We now aim at extending this further to Lipschitz continuity. To this end, introduce a smooth and even cutoff function \(\chi : supp\chi \subset (-2,2)\), so that \(\chi (x)=1, |x|<1\). Let \(N>>1\) and \(\chi _N(x):=\chi (x/N)\). Multiplying equation (1.2) by the cutoff \(\chi _N\) and \(\phi _N:=\phi (x) \chi _N\), we can rewrite it in the form

$$\begin{aligned} ((-\Delta )^s +\omega +M)\phi _N= - V \phi _N+\phi ^{p}\chi _N+M \phi _N+[(-\Delta )^s, \chi _N]\phi . \end{aligned}$$

for any M. The operator on the left-hand side is invertible for large enough M, and we can write

$$\begin{aligned} \phi _N=((-\Delta )^s +\omega +M)^{-1}[- V \phi _N+\phi ^{p}\chi _N+M \phi _N+[(-\Delta )^s,\chi _N]\phi ]. \end{aligned}$$

According to the Mikhlin multplier’s theorem, \(((-\Delta )^s +\omega +M)^{-1}\) smooths out by 2s derivatives in any Sobolev space \(W^{\alpha , p}, 1<p<\infty \). It follows that for any \(\alpha <2s\),

$$\begin{aligned} \Vert \phi _N\Vert _{W^{\alpha , p}}\le C_{\alpha , p}[ \Vert V \phi _N\Vert _{L^p} +\Vert \phi ^{p}\chi _N\Vert _{L^p} +M \Vert \phi _N\Vert _{L^p}+\Vert [(-\Delta )^s,\chi _N]\phi \Vert _{L^p}\le C_{\alpha , p}, \end{aligned}$$

due to the a priori bounds on \(\Vert \phi \Vert _{L^p}\), and the fact that V is bounded on the support of \(\chi _N\). Note that we also have used a corollary of the commutator estimates to derive \(\Vert [(-\Delta )^s,\chi _N] \phi \Vert _{L^p}\le C_{N,p, {\tilde{p}}} \Vert \phi \Vert _{L^{{\tilde{p}}}}, {\tilde{p}}>p\). It follows that \(\phi _N\in W^{2s, p}, p<\infty \) for each N. If \(2s>1\), there is nothing to do, as \(\phi _N\in W^{1+, p}, p<\infty \), which by Sobolev embedding will imply that \(\phi \in C^1\) as required.
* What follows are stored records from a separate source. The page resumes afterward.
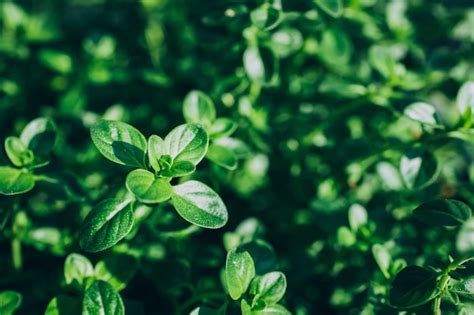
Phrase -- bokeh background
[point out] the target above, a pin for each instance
(319, 99)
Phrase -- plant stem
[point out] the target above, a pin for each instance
(17, 259)
(442, 286)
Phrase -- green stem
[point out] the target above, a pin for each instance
(202, 297)
(181, 233)
(17, 259)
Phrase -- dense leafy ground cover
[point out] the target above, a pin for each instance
(237, 157)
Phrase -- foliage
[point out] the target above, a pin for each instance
(237, 157)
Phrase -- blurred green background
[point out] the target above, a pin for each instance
(319, 97)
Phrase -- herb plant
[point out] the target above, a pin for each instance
(246, 157)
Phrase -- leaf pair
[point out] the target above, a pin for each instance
(267, 290)
(29, 151)
(198, 108)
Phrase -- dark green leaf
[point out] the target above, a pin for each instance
(464, 288)
(382, 258)
(117, 270)
(222, 156)
(240, 271)
(64, 305)
(17, 152)
(198, 108)
(443, 212)
(155, 150)
(419, 168)
(119, 142)
(106, 224)
(15, 181)
(9, 302)
(421, 112)
(413, 286)
(179, 169)
(465, 238)
(187, 143)
(101, 298)
(77, 268)
(39, 135)
(148, 188)
(269, 288)
(272, 310)
(199, 204)
(332, 7)
(222, 127)
(266, 17)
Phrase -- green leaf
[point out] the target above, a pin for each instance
(464, 288)
(9, 302)
(199, 204)
(39, 136)
(222, 127)
(18, 152)
(260, 64)
(245, 308)
(266, 17)
(269, 288)
(465, 97)
(64, 305)
(222, 156)
(421, 112)
(443, 212)
(357, 216)
(286, 42)
(240, 271)
(155, 149)
(179, 169)
(119, 142)
(382, 258)
(418, 168)
(465, 238)
(198, 108)
(77, 268)
(332, 7)
(204, 310)
(335, 48)
(187, 142)
(101, 298)
(413, 286)
(148, 188)
(117, 270)
(106, 224)
(272, 310)
(15, 181)
(56, 60)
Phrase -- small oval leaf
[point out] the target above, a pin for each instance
(239, 271)
(222, 156)
(17, 152)
(77, 268)
(199, 204)
(269, 288)
(15, 181)
(443, 212)
(413, 286)
(187, 142)
(101, 298)
(419, 168)
(155, 149)
(119, 142)
(198, 108)
(332, 7)
(9, 302)
(106, 224)
(148, 188)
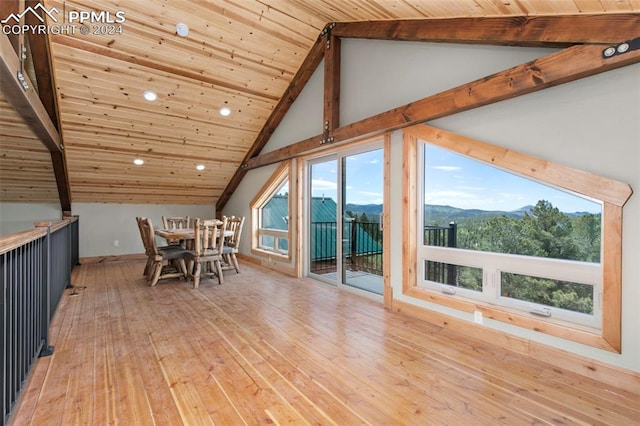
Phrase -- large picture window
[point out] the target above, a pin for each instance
(520, 239)
(271, 215)
(537, 247)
Otherwise, apply \((-\Delta )^s\) to (A.2) and then use the inversion formulas as in (A.3). Since \(\phi _N\in W^{2s, p}\), we see that (recall that \(V\in C^1({{\mathbb {R}}}^n)\))
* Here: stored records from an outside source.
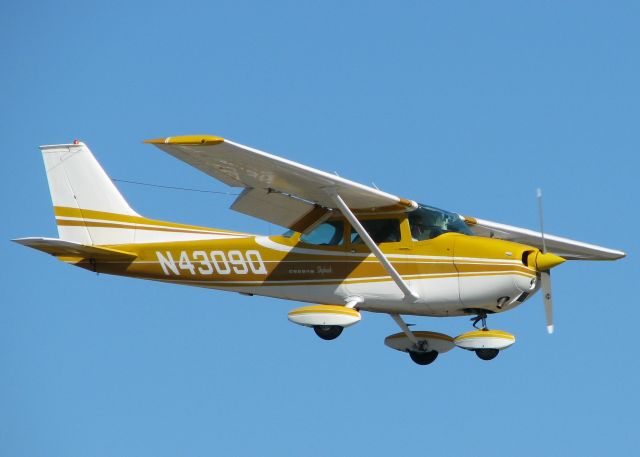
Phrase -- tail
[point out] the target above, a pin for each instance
(82, 192)
(91, 211)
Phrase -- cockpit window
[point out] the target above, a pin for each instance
(380, 230)
(326, 234)
(427, 223)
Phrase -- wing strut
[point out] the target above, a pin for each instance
(355, 223)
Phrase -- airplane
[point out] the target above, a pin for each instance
(348, 247)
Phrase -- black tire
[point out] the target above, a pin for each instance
(423, 358)
(487, 354)
(328, 332)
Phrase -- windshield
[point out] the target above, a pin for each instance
(427, 222)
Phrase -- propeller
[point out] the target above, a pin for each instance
(545, 263)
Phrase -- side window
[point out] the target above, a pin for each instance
(326, 234)
(381, 230)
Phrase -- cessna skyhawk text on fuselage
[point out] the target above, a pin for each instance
(349, 247)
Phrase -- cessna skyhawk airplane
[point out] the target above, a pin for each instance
(349, 247)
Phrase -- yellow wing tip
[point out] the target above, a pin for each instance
(186, 139)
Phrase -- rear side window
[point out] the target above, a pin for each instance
(326, 234)
(381, 230)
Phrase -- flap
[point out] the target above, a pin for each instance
(280, 209)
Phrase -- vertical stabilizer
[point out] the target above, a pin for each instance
(81, 191)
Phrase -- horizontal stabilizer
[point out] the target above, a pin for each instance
(61, 248)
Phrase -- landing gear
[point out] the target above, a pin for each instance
(328, 332)
(422, 357)
(481, 317)
(487, 354)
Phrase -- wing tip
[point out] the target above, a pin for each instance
(186, 139)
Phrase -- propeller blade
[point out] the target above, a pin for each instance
(545, 278)
(541, 215)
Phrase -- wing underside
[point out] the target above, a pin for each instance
(564, 247)
(278, 190)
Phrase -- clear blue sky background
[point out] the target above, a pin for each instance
(465, 105)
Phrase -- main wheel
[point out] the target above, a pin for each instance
(487, 354)
(423, 358)
(328, 332)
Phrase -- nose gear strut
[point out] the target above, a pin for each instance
(482, 316)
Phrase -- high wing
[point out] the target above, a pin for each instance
(277, 190)
(564, 247)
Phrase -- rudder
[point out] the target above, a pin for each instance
(80, 189)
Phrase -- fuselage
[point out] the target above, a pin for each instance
(453, 274)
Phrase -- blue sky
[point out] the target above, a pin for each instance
(463, 105)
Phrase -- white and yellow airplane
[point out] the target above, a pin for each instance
(349, 247)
$$\begin{aligned} (-\Delta )^s [- V \phi _N+\phi ^{p}\chi _N+M \phi _N+[(-\Delta )^s,\chi _N]\phi ] \in L^p, \end{aligned}$$

whence \(\phi _N\in W^{4s, p}\) and so on. This can be bootstrapped, in finitely many steps to the desired outcome \(\phi _N\in W^{1+, p}, p<\infty \), so \(\phi \in C^1\). We omit further details.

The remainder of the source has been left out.